Krane bekerja selama lima tahun (2011-2016) sebagai desainer produk retail. Ia menjadi saksi bagaimana laki-laki lebih diprioritaskan untuk naik jabatan walau di sana, katanya, terdapat perempuan dengan kompetensi lebih baik.
Tiffany Beers, mantan desainer senior Nike yang memutuskan hengkang pada September 2017. Ia telah bekerja untuk Nike selama 13 tahun dengan memegang 40 paten utilitas sepatu serta tiga paten desain. Kini, ia berlabuh pada perusahaan teknologi besutan Ellon Musk, Tesla.
Para koresponden itu juga membeberkan perlakuan lain yang, menurut mereka, tak semestinya terjadi di sebuah perusahaan. Tiga orang bekas pegawai mengaku dipanggil dengan tidak senonoh seperti menyertakan istilah alat kelamin perempuan. Salah satunya bahkan dipanggil dengan panggilan kasar yang dilanjutkan dengan pelemparan kunci mobil ke arahnya. Dalam laporan tersebut, kebanyakan koresponden memilih untuk menyamarkan identitas mereka untuk keamanan pribadi.
Sementara dari pihak Nike, mereka membeberkan kondisi yang menyebabkan perlakuan tersebut tidak terelakkan. Nike menggambarkan masalah itu terbatas pada sekelompok manajer tingkat tinggi yang melindungi satu sama lain dan meluapkannya dalam bentuk berbeda. Walau begitu, KeJuan Wilkins, juru bicara Nike, mengaku hal ini tidak bisa ditoleransi sehingga perlu tindakan tegas.
Sementara Mark Parker selaku CEO mengaku menyayangkan kejadian tersebut. “Ini adalah bentuk dari komitmen tinggi kami untuk menyediakan yang terbaik bagi atlet kami.

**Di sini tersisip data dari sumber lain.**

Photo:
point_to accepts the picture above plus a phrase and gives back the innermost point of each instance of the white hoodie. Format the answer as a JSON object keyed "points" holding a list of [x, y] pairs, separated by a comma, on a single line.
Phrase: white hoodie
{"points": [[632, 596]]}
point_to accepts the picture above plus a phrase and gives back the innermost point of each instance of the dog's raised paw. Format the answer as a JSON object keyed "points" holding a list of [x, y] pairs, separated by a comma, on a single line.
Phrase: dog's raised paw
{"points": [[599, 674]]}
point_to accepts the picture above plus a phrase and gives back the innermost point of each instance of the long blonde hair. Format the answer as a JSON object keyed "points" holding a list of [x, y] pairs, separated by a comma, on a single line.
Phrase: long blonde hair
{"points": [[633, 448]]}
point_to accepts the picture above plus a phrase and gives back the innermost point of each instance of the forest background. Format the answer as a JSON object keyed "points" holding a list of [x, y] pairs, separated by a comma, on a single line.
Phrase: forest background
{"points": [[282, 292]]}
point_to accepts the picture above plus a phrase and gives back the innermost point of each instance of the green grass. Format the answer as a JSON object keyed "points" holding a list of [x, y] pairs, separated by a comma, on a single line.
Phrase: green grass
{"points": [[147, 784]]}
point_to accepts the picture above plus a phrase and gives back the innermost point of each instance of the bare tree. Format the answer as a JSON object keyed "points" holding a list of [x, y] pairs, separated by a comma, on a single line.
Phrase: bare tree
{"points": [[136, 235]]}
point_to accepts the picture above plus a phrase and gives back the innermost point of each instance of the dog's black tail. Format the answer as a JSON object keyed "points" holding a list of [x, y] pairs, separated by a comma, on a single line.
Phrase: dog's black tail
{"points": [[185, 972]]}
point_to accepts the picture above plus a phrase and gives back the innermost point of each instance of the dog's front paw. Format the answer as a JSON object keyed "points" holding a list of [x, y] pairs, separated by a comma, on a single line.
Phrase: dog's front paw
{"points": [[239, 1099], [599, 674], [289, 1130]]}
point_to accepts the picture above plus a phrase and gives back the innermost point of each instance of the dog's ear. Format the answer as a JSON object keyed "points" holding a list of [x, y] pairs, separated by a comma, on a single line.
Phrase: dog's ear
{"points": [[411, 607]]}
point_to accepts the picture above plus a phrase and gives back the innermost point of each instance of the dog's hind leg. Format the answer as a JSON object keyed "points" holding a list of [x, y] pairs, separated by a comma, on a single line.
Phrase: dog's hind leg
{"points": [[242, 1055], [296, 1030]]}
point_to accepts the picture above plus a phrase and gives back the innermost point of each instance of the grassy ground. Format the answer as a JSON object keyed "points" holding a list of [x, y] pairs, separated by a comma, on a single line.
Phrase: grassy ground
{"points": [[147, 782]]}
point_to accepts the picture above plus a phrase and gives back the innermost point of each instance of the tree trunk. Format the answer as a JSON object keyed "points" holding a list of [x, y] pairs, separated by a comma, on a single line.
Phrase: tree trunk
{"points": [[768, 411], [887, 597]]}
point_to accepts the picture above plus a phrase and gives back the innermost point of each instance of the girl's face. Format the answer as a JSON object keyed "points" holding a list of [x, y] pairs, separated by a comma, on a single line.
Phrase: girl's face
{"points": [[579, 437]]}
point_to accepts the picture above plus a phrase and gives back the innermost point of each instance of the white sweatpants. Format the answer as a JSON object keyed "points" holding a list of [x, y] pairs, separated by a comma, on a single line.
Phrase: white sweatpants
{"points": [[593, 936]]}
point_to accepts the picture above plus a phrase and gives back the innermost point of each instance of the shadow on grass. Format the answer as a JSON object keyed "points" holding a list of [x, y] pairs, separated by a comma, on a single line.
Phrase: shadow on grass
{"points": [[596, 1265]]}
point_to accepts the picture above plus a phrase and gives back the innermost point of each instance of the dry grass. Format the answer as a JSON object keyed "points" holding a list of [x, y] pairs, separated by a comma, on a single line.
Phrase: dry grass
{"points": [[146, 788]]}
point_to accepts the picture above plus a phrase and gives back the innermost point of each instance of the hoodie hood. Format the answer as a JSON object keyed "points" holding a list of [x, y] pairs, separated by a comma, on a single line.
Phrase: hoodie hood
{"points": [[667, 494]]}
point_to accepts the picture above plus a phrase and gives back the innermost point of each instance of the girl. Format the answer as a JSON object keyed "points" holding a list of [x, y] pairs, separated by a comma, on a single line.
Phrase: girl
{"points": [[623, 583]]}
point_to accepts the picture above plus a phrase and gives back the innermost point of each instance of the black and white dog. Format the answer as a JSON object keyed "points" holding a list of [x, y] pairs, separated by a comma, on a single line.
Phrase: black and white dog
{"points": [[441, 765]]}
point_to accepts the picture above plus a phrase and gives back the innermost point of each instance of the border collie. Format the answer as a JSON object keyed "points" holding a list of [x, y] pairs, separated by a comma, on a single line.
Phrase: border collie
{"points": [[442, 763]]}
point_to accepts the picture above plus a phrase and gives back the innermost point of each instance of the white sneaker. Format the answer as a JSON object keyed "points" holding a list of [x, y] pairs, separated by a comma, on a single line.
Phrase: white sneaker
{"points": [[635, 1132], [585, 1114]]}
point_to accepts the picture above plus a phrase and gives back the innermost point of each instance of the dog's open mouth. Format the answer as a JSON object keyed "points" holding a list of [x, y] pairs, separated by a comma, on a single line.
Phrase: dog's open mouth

Visi itu menghadirkan tekanan luar biasa besar bagi para karyawan. Saya sedih mengetahui bahwa hal itu menjadi alibi untuk berkelakuan tidak sesuai dengan nilai yang kami junjung selama ini,” katanya.
Dampak lingkungan kerja pegawai perempuan seperti itu ternyata berdampak dalam pengembangan produk perempuan Nike. Sebagian bekas pegawai menyimpulkan bagaimana pengembangan produk perempuan yang buruk membuat penjualan serta desain yang kurang laku di pasaran. Bekas pegawai itu juga mengungkapkan, anggaran dana promosi produk perempuan jauh lebih rendah dibandingkan dengan anggaran promosi produk olahraga laki-laki.
Beban kini harus dipangku Mark Parker. Pada 2015 lalu, ia menjanjikan keuntungan per tahun hingga AS$ 50 miliar pada 2020. Pada musim gugur 2017, mereka memundurkan target itu ke tahun 2022. Walau telah mundur, angka tersebut tentu akan sulit dicapai bila lingkungan kerja tidak mendukung karyawan untuk termotivasi memenuhi target tersebut. Hingga New York Times mempublikasikan laporannya, Nike belum mengumumkan tanggapan resmi terkait hal ini.